Selon Cardon et MacGrath (1999), il est important de considérer l’échec comme le « voyage d’un apprentissage » signifiant ainsi que le processus de construction de sens derrière cet apprentissage de l’échec est progressif et dynamique (Cope, 2011). Cette construction de sens se réalise au travers de trois mécanismes interconnectés tels que le balayage de l’information, l’interprétation de l’information et l’apprentissage (Gioia & Chittipeddi, 1991; Thomas, Clark, & Gioia, 1993), ce dernier agissant comme une boucle de rétroaction sur le balayage et l’interprétation de l’information (Shepherd et al., 2009a). Plus précisément, le balayage de l’information consiste en une attention sélective aux informations pertinentes et en une collecte de celles-ci afin de favoriser cette construction de sens. Quand les informations sont collectées, l’individu les catégorise dans des structures appropriées pour pouvoir mieux en comprendre leurs sens (Gioia, 1986; Taylor & Crocker, 1981). Ce processus renvoie à l’interprétation de l’information.

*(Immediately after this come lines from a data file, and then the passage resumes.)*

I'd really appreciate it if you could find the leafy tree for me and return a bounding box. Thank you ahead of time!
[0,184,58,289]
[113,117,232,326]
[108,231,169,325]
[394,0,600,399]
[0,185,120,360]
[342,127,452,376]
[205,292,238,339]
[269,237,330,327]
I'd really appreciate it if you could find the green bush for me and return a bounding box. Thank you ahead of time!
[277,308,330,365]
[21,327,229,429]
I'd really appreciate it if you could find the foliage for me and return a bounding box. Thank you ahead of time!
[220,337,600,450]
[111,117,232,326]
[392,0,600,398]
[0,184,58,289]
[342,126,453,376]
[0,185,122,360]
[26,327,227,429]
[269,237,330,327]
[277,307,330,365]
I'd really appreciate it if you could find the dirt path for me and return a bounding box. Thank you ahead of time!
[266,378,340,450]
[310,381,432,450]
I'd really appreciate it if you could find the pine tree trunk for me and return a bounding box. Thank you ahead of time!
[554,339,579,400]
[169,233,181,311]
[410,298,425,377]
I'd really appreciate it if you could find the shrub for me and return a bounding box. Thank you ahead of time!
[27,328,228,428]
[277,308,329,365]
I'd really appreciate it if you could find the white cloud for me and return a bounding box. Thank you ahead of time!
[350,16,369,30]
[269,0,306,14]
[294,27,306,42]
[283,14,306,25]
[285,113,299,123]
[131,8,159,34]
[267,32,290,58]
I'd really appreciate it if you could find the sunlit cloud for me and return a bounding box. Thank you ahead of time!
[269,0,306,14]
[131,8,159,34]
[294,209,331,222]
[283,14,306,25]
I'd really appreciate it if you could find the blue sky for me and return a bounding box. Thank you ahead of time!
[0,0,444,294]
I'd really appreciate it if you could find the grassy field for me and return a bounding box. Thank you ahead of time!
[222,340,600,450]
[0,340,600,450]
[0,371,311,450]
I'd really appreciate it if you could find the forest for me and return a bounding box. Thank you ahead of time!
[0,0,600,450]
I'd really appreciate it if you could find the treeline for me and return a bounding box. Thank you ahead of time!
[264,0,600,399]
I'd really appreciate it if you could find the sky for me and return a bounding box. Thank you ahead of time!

L’apprentissage, quant à lui, est lié à la collecte et l’interprétation de ces informations puisque grâce à celles-ci l’individu agira (Daft & Weick, 1984) en fonction des modifications significatives qu’il aura apportées au niveau de ses pratiques actuelles (Ginsberg, 1988; Thomas et al., 1993). Comme nous l’avions stipulé précédemment, ces trois mécanismes fonctionnent ensemble puisque l’information collectée est essentielle pour l’interprétation (Daft & Weick, 1984). A son tour, l’interprétation structure ces informations afin d’agir d’une certaine manière (Gioia & Chittipeddi, 1991), et les actions découlant de cet apprentissage vont, à leur tour, influencer la collecte et l’interprétation de nouvelles informations (Daft & Weick, 1984).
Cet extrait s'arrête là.